For me non-violence is not a mere philosophical principle. It is the rule and the breath of my life. I know I fail often, sometimes consciously, more often unconsciously. It is a matter not of the intellect but of the heart. Its practice requires fearlessness and courage of the highest order. I am painfully aware of my failings. But the Light within me is steady and clear.
There is no escape for any of us save through truth and non-violence. I know that war is wrong, is an unmitigated evil. I know too that it has got to go. I firmly believe that freedom won through bloodshed or fraud is no freedom. Would that all the acts alleged against me were found to be wholly indefensible rather than that by any act of mine non-violence was held to be compromised or that I was ever thought to be in favour of violence or untruth in any shape or form!
Not violence, not untruth but non-violence, Truth is the law of our being. I am conscious of my own limitations. That consciousness is my only strength. Whatever I might have been able to do in my life has proceeded more than anything else out of the realization of my own limitations. I am used to misrepresentation all my life. It is the lot of every public worker. He has to have a tough hide. Life would be burdensome if every misrepresentation has to be answered and cleared. It is a rule of life with me never to explain misrepresentations except when the cause required correction.
This rule has saved much time and worry. The only virtue I want to claim is truth and non-violence. I lay no claim to superhuman powers. I wear the same corruptible flesh that the weakest of my fellow beings wears and am liable to err as any. My services have many limitations, but God has up to now blessed them in spite of the imperfections. For confessions of error is like a broom that sweeps away dirt and leaves the surface cleaner than before. I feel stronger for my confession. And the cause must prosper for the retracing.
Never has man reached his destination by persistence in deviation from the straight path. The mahatma I leave to his fate. Though a non-co-operator I shall gladly subscribe to a Bill to make it criminal for anybody to call me mahatma and to touch my feet. Where I can impose the law myself, at the ashram, the practice is criminal. The time has now come to bring these chapters to a close…. My life from this point onward has been so public that there is hardly anything about it that people do not know…. My life has been an open book. I have no secrets and I encourage no secrets.

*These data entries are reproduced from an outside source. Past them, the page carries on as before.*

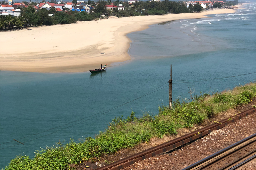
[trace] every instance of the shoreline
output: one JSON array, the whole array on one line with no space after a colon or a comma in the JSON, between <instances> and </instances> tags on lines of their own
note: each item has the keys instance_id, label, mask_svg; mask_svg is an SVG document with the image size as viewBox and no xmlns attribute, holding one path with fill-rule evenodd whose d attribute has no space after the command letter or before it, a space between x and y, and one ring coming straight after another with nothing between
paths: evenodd
<instances>
[{"instance_id":1,"label":"shoreline","mask_svg":"<svg viewBox=\"0 0 256 170\"><path fill-rule=\"evenodd\" d=\"M236 6L240 8L241 5ZM206 15L235 10L222 9L199 13L110 17L34 28L32 30L0 32L5 42L0 46L0 70L77 72L98 68L101 64L113 66L114 63L131 59L128 51L132 41L127 36L128 34L144 30L154 24L209 18Z\"/></svg>"}]
</instances>

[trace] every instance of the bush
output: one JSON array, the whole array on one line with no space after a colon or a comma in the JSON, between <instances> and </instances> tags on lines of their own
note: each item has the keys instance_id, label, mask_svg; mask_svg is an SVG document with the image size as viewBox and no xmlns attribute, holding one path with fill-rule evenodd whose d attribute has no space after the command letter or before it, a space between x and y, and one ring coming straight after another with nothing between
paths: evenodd
<instances>
[{"instance_id":1,"label":"bush","mask_svg":"<svg viewBox=\"0 0 256 170\"><path fill-rule=\"evenodd\" d=\"M67 24L76 22L76 19L74 15L65 12L58 12L54 16L53 18L56 24Z\"/></svg>"},{"instance_id":2,"label":"bush","mask_svg":"<svg viewBox=\"0 0 256 170\"><path fill-rule=\"evenodd\" d=\"M230 94L221 94L220 93L218 93L217 92L213 95L213 97L212 102L215 103L219 103L230 102L232 96Z\"/></svg>"},{"instance_id":3,"label":"bush","mask_svg":"<svg viewBox=\"0 0 256 170\"><path fill-rule=\"evenodd\" d=\"M93 20L92 15L90 15L85 11L82 11L75 14L76 18L77 21L90 21Z\"/></svg>"},{"instance_id":4,"label":"bush","mask_svg":"<svg viewBox=\"0 0 256 170\"><path fill-rule=\"evenodd\" d=\"M154 131L156 136L158 137L163 137L164 135L176 135L177 132L174 128L174 123L167 120L160 120L158 117L150 124L150 127Z\"/></svg>"},{"instance_id":5,"label":"bush","mask_svg":"<svg viewBox=\"0 0 256 170\"><path fill-rule=\"evenodd\" d=\"M243 104L248 104L250 100L253 96L253 93L248 91L242 92L237 95L235 99L235 103L236 106L241 106Z\"/></svg>"}]
</instances>

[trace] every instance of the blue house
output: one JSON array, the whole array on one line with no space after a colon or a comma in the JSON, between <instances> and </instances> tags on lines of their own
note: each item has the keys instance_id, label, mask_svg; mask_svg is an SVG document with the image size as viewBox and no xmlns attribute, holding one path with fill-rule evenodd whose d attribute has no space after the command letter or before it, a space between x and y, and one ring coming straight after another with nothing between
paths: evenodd
<instances>
[{"instance_id":1,"label":"blue house","mask_svg":"<svg viewBox=\"0 0 256 170\"><path fill-rule=\"evenodd\" d=\"M73 11L81 12L85 11L85 9L84 6L76 6L72 8L72 11Z\"/></svg>"}]
</instances>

My uniform experience has convinced me that there is no other God than Truth. And if every page of these chapters does not proclaim to the reader that the only means for the realization of Truth is ahimsa, I shall deem all my labour in writing these chapters to have been in vain. And, even though my efforts in this behalf may prove fruitless, let the readers know that the vehicle, not the great principle, is at fault.
Ever since my return to India I have had the experiences of the dormant passions lying hidden within me. The knowledge of them has made me feel humiliated though not defeated. The experiences and experiments have sustained me and given me great joy. But I know that I have still before me a difficult path to traverse.
I must reduce myself to zero. So long as a man does not of his own free will put himself last among his fellow creatures, there is no salvation for him. Ahimsa is the farthest limit of humility. I have become literally sick of the adoration of the unthinking multitude. I would feel certain of my ground if I was spat upon by them.
Then there would be no need for confession of Himalayan and other miscalculations, no retracing, no re-arranging. I have no desire for prestige anywhere.